De acordo com a denúncia criminal consultada pela revista People, Peters-Berger convenceu a menina a sair da trilha e entrar em uma região de mata. Aos investigadores, ele admitiu posteriormente que já tinha a intenção de atacá-la.
O The Independent informa que a casa da tia e a residência da família de Lily ficavam a cerca de seis minutos de caminhada uma da outra. Como a menina não chegou em casa, o pai comunicou o desaparecimento por volta das 21h.
Na manhã seguinte, voluntários que participavam das buscas encontraram o corpo da criança em uma área arborizada próxima à trilha. A autópsia concluiu que Lily havia sido agredida, estrangulada e vítima de violência sexual. Peters-Berger foi preso no dia seguinte à localização do corpo.
Segundo o The Independent, promotores afirmaram ainda na época da prisão que o adolescente admitiu às autoridades que sua intenção, desde o início, era abusar sexualmente e matar a prima.
Acordo retirou duas acusações de abuso sexual
Peters-Berger respondia inicialmente por três acusações. Ao aceitar se declarar culpado de homicídio intencional em primeiro grau, duas acusações relacionadas à violência sexual foram formalmente retiradas como parte do acordo judicial.
As acusações, no entanto, foram registradas no processo de forma que o juiz pudesse levá-las em consideração na definição da sentença, segundo a People.
A defesa havia tentado anteriormente transferir o processo para a Justiça juvenil. Os advogados argumentaram que Peters-Berger precisava de tratamento de saúde mental que não receberia de maneira adequada no sistema penal destinado a adultos.
O pedido foi rejeitado.
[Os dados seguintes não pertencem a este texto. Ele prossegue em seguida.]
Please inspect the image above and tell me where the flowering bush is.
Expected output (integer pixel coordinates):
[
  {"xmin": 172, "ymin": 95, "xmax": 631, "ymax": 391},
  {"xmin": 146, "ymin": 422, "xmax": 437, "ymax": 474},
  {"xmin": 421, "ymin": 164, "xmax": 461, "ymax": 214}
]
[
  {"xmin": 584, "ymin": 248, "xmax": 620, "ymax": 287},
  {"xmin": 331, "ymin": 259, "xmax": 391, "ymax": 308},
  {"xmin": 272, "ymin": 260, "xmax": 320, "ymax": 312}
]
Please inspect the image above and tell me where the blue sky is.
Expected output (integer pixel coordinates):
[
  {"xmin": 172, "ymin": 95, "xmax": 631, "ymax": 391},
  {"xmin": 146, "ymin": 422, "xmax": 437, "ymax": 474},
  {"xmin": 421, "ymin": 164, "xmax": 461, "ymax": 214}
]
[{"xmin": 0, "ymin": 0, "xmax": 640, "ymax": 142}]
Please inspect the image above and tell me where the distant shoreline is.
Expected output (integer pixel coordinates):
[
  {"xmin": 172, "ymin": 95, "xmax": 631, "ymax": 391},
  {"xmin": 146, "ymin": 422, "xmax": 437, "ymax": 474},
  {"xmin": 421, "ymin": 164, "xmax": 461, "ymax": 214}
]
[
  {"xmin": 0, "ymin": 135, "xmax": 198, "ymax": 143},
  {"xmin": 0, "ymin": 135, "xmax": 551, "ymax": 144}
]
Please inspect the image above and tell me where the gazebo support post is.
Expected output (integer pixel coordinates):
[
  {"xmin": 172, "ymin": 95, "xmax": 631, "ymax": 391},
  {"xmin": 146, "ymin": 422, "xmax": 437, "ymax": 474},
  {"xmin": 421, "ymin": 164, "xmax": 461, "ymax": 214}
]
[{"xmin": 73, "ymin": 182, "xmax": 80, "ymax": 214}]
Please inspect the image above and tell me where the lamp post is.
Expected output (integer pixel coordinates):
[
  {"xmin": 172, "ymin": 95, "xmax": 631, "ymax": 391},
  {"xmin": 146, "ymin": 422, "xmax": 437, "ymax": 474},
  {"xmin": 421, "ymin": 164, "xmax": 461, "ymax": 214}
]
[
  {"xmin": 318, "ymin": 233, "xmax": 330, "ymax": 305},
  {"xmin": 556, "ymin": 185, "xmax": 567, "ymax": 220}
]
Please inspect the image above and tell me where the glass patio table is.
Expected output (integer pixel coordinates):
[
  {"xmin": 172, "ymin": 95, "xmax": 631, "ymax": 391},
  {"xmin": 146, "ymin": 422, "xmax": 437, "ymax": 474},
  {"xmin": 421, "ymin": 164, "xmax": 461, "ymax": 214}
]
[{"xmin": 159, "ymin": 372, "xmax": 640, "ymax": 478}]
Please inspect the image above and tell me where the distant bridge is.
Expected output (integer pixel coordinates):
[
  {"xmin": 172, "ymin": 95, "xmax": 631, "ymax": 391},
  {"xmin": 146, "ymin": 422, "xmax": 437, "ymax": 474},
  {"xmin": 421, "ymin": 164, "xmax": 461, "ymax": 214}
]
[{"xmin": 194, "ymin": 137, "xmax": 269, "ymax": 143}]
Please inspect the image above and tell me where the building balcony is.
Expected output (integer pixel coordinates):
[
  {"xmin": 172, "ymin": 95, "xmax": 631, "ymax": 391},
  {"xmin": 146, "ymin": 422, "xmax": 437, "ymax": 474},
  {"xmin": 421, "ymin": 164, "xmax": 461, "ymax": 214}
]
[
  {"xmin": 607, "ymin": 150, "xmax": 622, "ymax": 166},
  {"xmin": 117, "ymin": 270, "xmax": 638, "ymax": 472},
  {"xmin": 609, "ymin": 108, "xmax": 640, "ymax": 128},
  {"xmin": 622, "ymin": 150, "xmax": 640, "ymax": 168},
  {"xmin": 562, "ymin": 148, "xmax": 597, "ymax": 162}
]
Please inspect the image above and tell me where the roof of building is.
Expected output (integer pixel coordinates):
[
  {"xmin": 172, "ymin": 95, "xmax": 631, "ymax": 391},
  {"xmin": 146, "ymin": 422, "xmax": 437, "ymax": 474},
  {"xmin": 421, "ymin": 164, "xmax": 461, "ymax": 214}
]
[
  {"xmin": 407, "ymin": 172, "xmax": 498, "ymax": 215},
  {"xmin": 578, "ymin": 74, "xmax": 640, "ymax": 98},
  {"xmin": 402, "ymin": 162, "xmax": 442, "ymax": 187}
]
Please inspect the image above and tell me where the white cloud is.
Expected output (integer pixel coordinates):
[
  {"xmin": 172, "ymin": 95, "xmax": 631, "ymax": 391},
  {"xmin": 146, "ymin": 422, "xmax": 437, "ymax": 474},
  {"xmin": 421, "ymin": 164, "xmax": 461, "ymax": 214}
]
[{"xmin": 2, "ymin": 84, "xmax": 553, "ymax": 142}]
O juiz considerou que a gravidade dos crimes justificava a permanência do caso na Justiça comum, decisão posteriormente mantida por um tribunal de apelações de Wisconsin, conforme noticiaram a Associated Press e o The Independent.
Família fala sobre impacto da morte de Lily
Familiares e pessoas próximas à menina participaram da audiência de sentença e falaram sobre os efeitos do crime nos últimos quatro anos.
“Ela era a minha luz”, afirmou Kiara Stevens, amiga de Lily. “Houve momentos em que eu simplesmente não queria mais continuar, mas Lily era o tipo de pessoa que fazia você querer seguir em frente”, relatou à WEAU.
Dana Whitcome, madrasta de dois irmãos de Lily, afirmou que a família pretende agora concentrar esforços na recuperação emocional e na memória da criança.
“Esperamos seguir em frente, nos curar e compartilhar esse espírito de gentileza com todos em memória de Lily”, disse.
A People relembrou ainda que, após a morte, familiares divulgaram um poema escrito pela menina. Nele, Lily expressava desejos de que as pessoas fossem mais gentis umas com as outras e de que houvesse paz no mundo.
O promotor do Condado de Chippewa, Wade Newell, afirmou que a condenação encerra o processo judicial, mas não apaga o que aconteceu.
“Não acho que exista encerramento no sistema de Justiça criminal. Nada do que seja feito aqui vai apagar o que aconteceu com aquela pobre menina”, declarou.